05 Aug 2020 - by 'Maurits van der Schee'
I have created a free GDPR scanner at: TQdev.com/gdpr-scanner. You can use it to see what domains are connected by your website and see who is running those domains and where they are hosted. Ideally you see only one entry with only the domain that you have entered in the web browser. In reality many websites use a lot of external services and thus also share your IP address and user agent with those services. Since this information is considered personal information this is subject to the GDPR. The GDPR says that you can only share this information if there is a need and a legal ground to do so OR a user consent. This scanner (that gives no consent) helps you identify services that information is shared with, so that you can consider whether or not you are GDPR compliant.

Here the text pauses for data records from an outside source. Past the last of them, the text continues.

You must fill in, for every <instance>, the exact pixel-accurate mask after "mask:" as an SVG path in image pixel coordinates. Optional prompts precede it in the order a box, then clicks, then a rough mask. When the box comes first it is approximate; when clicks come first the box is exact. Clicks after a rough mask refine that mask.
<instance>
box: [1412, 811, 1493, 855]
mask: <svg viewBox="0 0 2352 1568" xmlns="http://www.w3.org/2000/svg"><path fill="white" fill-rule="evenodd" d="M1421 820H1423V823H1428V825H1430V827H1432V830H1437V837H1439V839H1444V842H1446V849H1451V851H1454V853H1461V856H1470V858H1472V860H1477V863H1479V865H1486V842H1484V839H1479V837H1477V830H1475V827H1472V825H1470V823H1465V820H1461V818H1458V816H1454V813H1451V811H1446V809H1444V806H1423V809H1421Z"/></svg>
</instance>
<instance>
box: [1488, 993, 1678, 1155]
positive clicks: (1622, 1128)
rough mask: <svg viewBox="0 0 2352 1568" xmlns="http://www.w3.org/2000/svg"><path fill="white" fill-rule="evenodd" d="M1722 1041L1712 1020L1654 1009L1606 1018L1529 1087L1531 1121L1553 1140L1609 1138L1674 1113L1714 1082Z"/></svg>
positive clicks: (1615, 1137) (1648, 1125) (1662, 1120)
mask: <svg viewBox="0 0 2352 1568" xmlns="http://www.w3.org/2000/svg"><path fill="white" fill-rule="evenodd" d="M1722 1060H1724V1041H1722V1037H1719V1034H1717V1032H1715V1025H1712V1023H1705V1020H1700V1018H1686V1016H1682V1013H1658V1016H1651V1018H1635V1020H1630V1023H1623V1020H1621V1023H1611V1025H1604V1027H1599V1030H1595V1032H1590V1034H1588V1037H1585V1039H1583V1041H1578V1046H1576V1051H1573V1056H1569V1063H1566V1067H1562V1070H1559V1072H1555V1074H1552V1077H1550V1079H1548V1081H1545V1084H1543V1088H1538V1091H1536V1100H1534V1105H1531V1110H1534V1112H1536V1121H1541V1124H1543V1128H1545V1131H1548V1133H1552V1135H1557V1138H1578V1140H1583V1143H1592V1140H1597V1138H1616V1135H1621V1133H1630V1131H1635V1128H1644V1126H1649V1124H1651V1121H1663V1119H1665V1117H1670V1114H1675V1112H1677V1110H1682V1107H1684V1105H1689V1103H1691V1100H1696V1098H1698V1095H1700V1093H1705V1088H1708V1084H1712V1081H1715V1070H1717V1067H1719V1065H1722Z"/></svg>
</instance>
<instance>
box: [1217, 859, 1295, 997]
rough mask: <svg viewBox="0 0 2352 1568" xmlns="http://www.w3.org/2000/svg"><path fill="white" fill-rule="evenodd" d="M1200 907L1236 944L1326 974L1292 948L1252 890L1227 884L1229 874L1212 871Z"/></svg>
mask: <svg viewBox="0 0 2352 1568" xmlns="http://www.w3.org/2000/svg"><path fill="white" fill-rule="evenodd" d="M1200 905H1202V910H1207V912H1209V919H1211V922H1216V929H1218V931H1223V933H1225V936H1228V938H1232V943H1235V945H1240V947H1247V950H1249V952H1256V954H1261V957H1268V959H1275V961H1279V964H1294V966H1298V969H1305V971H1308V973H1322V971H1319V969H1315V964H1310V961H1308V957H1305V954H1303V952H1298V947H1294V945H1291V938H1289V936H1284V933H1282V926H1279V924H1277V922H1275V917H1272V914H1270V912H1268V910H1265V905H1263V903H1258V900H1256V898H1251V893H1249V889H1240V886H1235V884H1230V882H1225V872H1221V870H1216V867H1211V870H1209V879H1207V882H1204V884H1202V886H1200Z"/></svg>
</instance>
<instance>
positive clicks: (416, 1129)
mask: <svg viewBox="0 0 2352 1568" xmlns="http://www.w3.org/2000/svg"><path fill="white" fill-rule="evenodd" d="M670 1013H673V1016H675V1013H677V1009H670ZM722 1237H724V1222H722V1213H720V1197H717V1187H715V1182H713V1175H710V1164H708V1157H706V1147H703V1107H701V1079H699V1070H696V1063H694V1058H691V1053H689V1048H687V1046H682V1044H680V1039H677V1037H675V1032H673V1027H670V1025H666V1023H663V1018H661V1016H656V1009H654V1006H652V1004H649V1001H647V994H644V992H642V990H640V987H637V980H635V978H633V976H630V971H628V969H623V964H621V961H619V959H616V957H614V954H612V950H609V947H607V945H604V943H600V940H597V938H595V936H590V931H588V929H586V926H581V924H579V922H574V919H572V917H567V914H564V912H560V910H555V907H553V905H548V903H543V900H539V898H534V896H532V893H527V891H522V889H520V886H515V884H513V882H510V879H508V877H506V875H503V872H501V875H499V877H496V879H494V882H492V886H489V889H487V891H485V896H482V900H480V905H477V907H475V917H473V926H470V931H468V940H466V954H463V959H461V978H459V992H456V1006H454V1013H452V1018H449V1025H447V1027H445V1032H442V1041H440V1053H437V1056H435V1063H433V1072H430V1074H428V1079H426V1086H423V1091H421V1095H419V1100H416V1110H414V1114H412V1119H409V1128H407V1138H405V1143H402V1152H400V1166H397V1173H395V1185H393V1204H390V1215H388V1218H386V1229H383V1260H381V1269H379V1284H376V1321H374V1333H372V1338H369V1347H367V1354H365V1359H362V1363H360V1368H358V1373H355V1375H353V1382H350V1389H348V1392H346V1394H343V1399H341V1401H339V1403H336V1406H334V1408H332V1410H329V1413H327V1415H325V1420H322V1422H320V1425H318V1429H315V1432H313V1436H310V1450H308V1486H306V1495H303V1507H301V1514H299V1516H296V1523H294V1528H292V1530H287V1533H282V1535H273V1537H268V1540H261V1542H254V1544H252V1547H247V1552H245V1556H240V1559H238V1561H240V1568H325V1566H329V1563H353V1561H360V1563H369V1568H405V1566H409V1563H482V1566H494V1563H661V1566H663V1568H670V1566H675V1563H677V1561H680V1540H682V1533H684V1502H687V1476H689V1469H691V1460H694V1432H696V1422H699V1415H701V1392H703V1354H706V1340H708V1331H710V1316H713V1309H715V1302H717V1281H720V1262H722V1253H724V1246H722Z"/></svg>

You submit a URL in the GDPR scanner form on the server. This URL gets picked up (after it is finished with it's current tasks) by a worker that runs Chromium in "headless" and "incognito" mode. It then loads the page and creates a HAR file (the output you see in the network tab of the Developer Tools). These results are enriched with TCPing latencies and IP address information from ip-api.com. A summary of this information is sent back from the worker to the server. The server stores the result and shows a report. This report gets it's own unique URL that you can easily share.
You can rely on the "Domain", the "Ping" and the "Hostname" data to be correct as these are measured by the scanner on your request. The "EU", "Country" and "Organization" fields are provided by ip-api.com and are lookups in an incomplete and imperfect database. I estimate is that in 80-90% of the cases the data in these columns is correct and complete. I have evaluated other databases, but their data quality was even lower.
Many sites use Google Analytics. Google offers you to anonymize IP addresses it receives. The scanner can detect whether or not this setting is enabled. You will see a "
ga_aip" or "
ga_no_aip" flag in the "Flags" column for the domain "www.google-analytics.com". These flags are clickable and clicking them will show a page with a little background information. We will be adding more privacy analysis in the future.
The scanner will also show which cookies are set and what data is stored in local storage. This helps you to identify trackers. Ideally these should only be session cookies (forgotten after the session) and all cookies should be "Secure", "HttpOnly" and have "SameSite" set to "Strict".